Sex-stratified hazard ratios (adjusted for age, body mass index, systolic blood pressure, serum total cholesterol, serum total cholesterol level, serum high-density lipoprotein-cholesterol level, serum triglyceride level [log], antidyslipidemic medication use [yes or no], blood glucose level [normal, pre–diabetes mellitus, and diabetes mellitus], anti–diabetes mellitus medication use [yes or no], and smoking status [never smoker, ex-smoker, or current smoker <20 or ≥ 20 cigarettes/d]) and 95% confidence intervals of hypertension according to level of daily alcohol (ethanol) consumption among 37 310 men and 78 426 women in Ibaraki, Japan, 1993–2010. A, All men (40–79 years) and (B) all women (40–79 years). †P for the trend was calculated using a Cox proportional hazard regression model adjusted for the variables, as described above.

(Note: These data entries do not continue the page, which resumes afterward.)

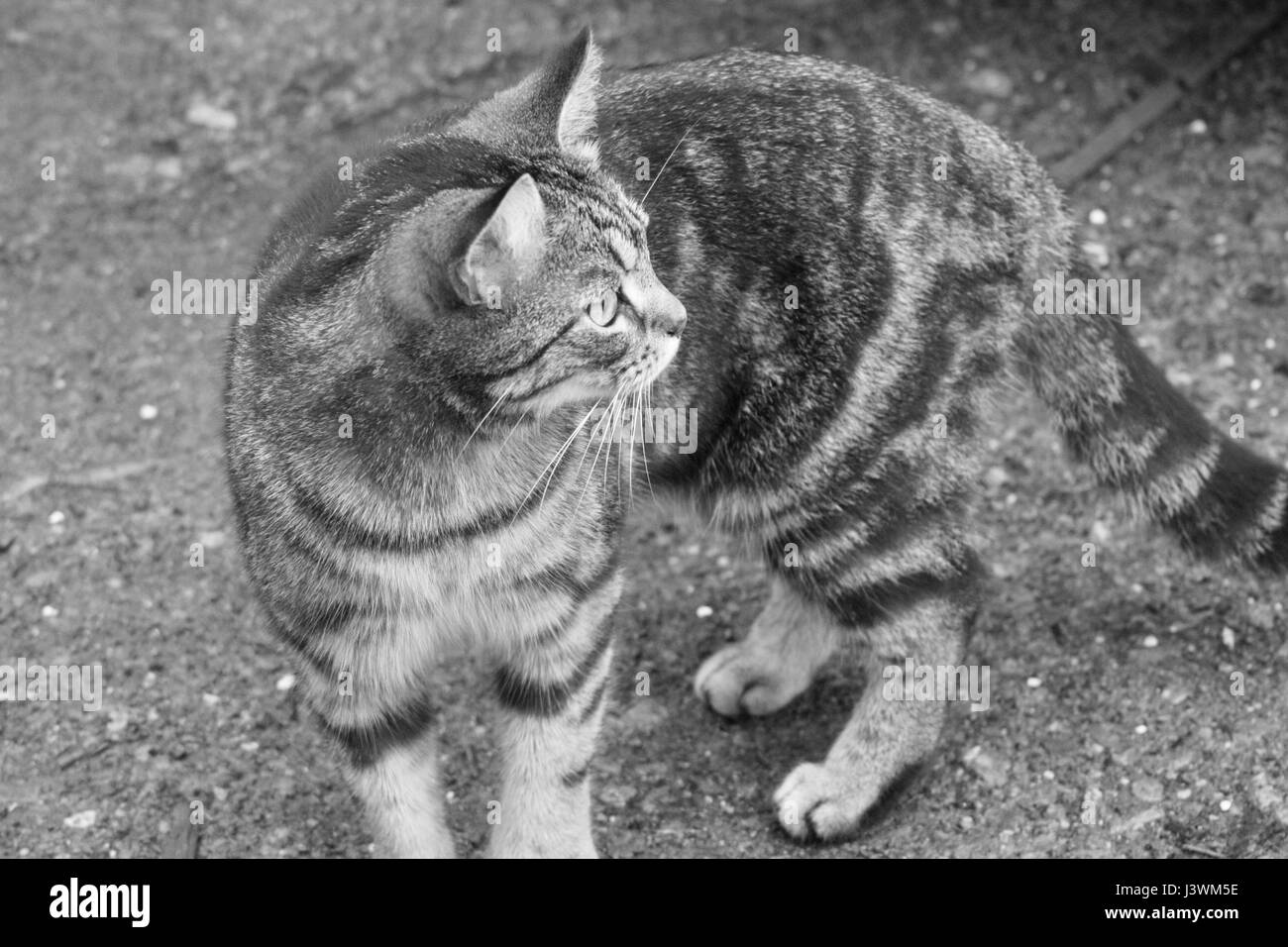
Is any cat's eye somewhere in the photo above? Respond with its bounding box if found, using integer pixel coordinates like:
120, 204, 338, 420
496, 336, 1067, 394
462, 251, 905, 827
583, 290, 618, 329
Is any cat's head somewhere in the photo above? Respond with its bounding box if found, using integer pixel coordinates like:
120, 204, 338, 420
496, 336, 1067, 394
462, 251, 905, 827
355, 30, 686, 416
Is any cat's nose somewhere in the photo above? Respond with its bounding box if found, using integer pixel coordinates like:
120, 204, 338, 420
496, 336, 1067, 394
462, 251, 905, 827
654, 290, 690, 336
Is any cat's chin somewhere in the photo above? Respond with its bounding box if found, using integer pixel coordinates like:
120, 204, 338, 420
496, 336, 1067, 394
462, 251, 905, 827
515, 377, 613, 417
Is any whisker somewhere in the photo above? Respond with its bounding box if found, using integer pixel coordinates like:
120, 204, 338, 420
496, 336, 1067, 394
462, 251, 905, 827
510, 399, 602, 523
640, 119, 698, 207
456, 391, 510, 460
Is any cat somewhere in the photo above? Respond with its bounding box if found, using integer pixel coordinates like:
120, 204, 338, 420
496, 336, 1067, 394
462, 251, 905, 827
226, 30, 1288, 857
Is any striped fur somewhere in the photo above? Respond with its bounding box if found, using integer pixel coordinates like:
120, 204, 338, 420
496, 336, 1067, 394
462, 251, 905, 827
227, 34, 1288, 856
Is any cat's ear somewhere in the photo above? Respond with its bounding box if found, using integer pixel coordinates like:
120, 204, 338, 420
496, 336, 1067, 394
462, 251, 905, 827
546, 26, 602, 159
464, 27, 602, 161
448, 174, 546, 309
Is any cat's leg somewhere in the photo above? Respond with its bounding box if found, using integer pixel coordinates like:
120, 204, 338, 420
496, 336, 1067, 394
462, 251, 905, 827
489, 571, 621, 858
774, 554, 976, 839
693, 574, 845, 716
299, 635, 456, 858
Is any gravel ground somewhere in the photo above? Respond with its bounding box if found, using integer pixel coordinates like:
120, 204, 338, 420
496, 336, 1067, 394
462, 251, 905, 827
0, 0, 1288, 858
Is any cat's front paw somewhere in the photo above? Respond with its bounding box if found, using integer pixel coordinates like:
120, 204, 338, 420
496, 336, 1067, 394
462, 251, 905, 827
774, 763, 880, 841
693, 642, 811, 716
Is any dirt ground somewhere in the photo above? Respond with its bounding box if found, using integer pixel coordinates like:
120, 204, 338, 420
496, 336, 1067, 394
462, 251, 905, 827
0, 0, 1288, 858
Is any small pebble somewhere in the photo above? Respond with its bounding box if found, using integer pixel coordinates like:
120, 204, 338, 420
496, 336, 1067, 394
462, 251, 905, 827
1082, 240, 1109, 268
63, 809, 98, 828
1130, 779, 1163, 802
183, 102, 237, 132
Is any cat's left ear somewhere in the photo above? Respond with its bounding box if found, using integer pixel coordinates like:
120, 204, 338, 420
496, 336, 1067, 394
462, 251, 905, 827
448, 174, 546, 303
465, 27, 602, 161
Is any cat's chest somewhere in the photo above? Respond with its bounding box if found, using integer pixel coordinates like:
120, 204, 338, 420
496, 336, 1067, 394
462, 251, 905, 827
349, 511, 600, 646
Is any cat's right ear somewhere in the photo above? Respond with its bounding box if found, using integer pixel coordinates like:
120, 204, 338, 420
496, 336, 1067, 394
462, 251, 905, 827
447, 174, 546, 309
460, 27, 602, 161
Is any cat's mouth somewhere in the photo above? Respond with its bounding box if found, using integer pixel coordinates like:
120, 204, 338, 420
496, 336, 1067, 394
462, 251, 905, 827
514, 336, 680, 417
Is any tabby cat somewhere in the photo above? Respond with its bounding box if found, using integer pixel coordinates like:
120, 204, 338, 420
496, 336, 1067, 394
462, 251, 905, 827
226, 31, 1288, 856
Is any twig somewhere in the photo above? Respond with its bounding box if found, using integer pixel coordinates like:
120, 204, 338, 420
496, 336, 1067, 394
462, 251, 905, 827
58, 740, 117, 770
1181, 845, 1225, 858
1051, 7, 1288, 187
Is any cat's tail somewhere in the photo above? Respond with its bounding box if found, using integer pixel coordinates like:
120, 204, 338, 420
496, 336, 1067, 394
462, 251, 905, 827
1017, 252, 1288, 571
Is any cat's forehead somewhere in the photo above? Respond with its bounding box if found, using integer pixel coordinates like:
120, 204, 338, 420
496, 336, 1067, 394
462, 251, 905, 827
538, 164, 649, 245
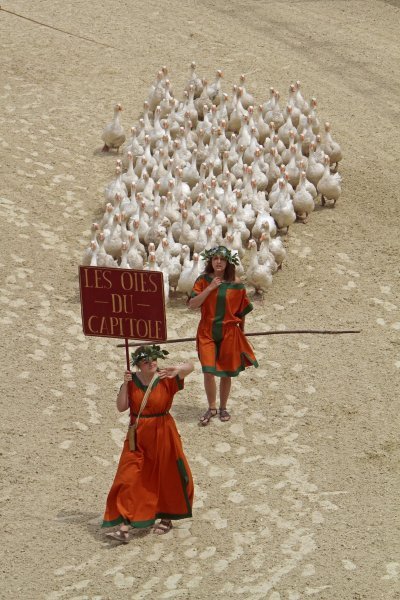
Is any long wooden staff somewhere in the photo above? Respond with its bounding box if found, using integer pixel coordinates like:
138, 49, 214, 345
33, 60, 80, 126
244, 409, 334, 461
117, 329, 361, 348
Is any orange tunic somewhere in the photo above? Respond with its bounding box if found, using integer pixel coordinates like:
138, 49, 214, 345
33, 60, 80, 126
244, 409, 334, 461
191, 274, 258, 377
102, 374, 193, 527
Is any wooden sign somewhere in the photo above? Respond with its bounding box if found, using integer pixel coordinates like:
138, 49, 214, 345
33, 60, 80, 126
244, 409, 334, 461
79, 266, 167, 341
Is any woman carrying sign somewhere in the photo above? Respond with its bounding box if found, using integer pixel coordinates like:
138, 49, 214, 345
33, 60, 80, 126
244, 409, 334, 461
189, 246, 258, 425
102, 344, 194, 543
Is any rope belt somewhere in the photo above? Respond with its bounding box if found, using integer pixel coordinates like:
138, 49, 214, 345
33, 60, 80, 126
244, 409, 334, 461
131, 410, 169, 419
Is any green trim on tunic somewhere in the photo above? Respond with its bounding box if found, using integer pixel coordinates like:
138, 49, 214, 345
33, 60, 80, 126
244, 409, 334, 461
101, 458, 192, 529
237, 302, 254, 319
211, 283, 226, 356
101, 511, 193, 529
132, 373, 160, 392
176, 458, 192, 514
201, 352, 258, 377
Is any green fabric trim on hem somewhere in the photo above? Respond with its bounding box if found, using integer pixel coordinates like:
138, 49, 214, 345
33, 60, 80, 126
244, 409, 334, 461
132, 373, 160, 392
201, 353, 259, 377
237, 303, 254, 318
101, 510, 193, 529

Figure 2 presents sex- and age-stratified HRs for hypertension according to the alcohol consumption categories. Significant associations between alcohol consumption and the risk of incident hypertension were found in both sexes and in both age groups. Among men aged 40 to 59 years, the multivariable HR for hypertension was significantly higher for higher alcohol consumption (P for trend, <0.001). Among men aged 60 to 79 years, the multivariable HR for hypertension was significantly higher for higher alcohol consumption (P for trend, <0.001). The effect of alcohol consumption on the risk of hypertension did not differ significantly between men aged 40 to 59 and 60 to 79 years (P for interaction, 0.275). Among women aged 40 to 59 years, the multivariable HR for hypertension was significantly higher among participants who consumed 20.0 to 39.9 g/d, and a significant trend was observed (P for trend, 0.004). In women aged 60 to 79 years, the multivariable HR for hypertension was significantly higher for higher alcohol consumption (P for trend, 0.026). The effect of alcohol consumption on the risk of hypertension did not differ significantly between women aged 40 to 59 and 60 to 79 years (P for interaction, 0.574).

Figure 2.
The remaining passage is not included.